Tous les assujettis sont désormais appelés à se conformer pleinement à la réglementation en vigueur, en procédant au rapatriement intégral des recettes issues des exportations. C’est à ce prix que nous pourrons consolider durablement l’autonomie financière et monétaire de la zone CEMAC.
Je saisis également cette tribune pour adresser un appel particulier : nous attendons du Cameroun qu’il accélère la réhabilitation de la Sonara (Société Nationale de Raffinage). Aujourd’hui, l’une des principales sources de pression sur nos réserves de change demeure l’importation massive de produits pétroliers. Il est donc impératif de créer davantage de valeur ajoutée à partir de nos ressources locales, en particulier le pétrole, en développant des capacités de transformation sur place et en assurant une offre locale des produits dérivés.

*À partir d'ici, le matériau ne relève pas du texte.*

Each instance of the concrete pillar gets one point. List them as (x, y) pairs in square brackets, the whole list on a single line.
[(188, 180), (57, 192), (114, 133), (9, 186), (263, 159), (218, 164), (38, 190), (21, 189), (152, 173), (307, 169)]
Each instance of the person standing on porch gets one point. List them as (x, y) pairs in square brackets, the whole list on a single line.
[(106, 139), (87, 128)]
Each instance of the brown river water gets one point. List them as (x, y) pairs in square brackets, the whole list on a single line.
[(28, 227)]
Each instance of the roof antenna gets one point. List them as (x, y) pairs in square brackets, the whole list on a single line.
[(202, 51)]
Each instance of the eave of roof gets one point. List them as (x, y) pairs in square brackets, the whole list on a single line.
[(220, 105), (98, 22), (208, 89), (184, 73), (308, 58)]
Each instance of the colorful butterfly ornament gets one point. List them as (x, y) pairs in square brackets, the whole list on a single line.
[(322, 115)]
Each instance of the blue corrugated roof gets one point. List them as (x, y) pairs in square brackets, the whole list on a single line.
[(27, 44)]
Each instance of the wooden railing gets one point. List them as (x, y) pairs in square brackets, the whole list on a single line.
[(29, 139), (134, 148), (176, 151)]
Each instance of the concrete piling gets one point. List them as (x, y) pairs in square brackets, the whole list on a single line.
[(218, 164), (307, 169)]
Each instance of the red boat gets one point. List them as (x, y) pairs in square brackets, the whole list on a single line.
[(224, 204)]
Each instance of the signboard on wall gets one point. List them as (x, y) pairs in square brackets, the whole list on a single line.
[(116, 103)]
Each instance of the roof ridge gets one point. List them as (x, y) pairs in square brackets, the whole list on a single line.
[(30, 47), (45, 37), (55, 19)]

Nous attendons du Cameroun, qu’il accélère la réhabilitation de la Sonara (Société Nationale de Raffinage).
Nous devons associer à la réglementation des changes des projets concrets, pragmatiques et productifs, capables d’inverser durablement la tendance des transferts sortants de devises. Certes, les transferts entrants ont enregistré une hausse significative ces dernières années, mais les flux sortants continuent de peser lourdement sur nos réserves.
C’est pourquoi nous appelons à la responsabilité et à la compréhension des agents économiques. La Banque centrale demeure pleinement engagée à leurs côtés et mobilise tous les moyens nécessaires pour les accompagner.

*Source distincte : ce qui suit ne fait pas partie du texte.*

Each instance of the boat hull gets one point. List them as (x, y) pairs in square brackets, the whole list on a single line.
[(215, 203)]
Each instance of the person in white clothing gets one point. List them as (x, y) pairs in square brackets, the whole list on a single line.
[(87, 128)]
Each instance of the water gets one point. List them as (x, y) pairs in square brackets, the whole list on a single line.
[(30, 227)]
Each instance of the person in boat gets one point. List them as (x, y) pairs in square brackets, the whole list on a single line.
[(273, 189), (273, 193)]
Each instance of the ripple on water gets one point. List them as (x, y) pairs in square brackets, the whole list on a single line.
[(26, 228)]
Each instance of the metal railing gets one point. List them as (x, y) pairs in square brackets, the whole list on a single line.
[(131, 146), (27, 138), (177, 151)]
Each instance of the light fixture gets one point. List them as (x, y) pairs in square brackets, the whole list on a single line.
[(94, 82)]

Il est donc impératif de créer davantage de valeur ajoutée à partir de nos ressources locales, en particulier le pétrole, en développant des capacités de transformation sur place et en assurant une offre locale des produits dérivés.
Je tiens d’ailleurs à réaffirmer que la réglementation des changes n’est pas rigide : elle est, au contraire, dynamique et évolutive. Nous restons à l’écoute des préoccupations du terrain, et les demandes de flexibilité seront examinées avec sérieux, de manière ciblée et adaptée à chaque secteur.
Quels sont les principaux challenges qui se posent ?
Nous allons poursuivre la mise en œuvre intégrale de la réglementation des changes. Ensuite, nous encouragerons la mise en œuvre de la stratégie d'import-substitution qui permet de réduire le niveau des transferts sortants en produisant localement. Nous sommes dans une zone communautaire, avec une monnaie commune mais nos échanges sous-régionaux restent relativement faibles. Nous souhaitons que toutes les barrières soient levées pour que le commerce puisse être plus fluide et favoriser l'émergence de toute cette stratégie de diversification que nous soutenons.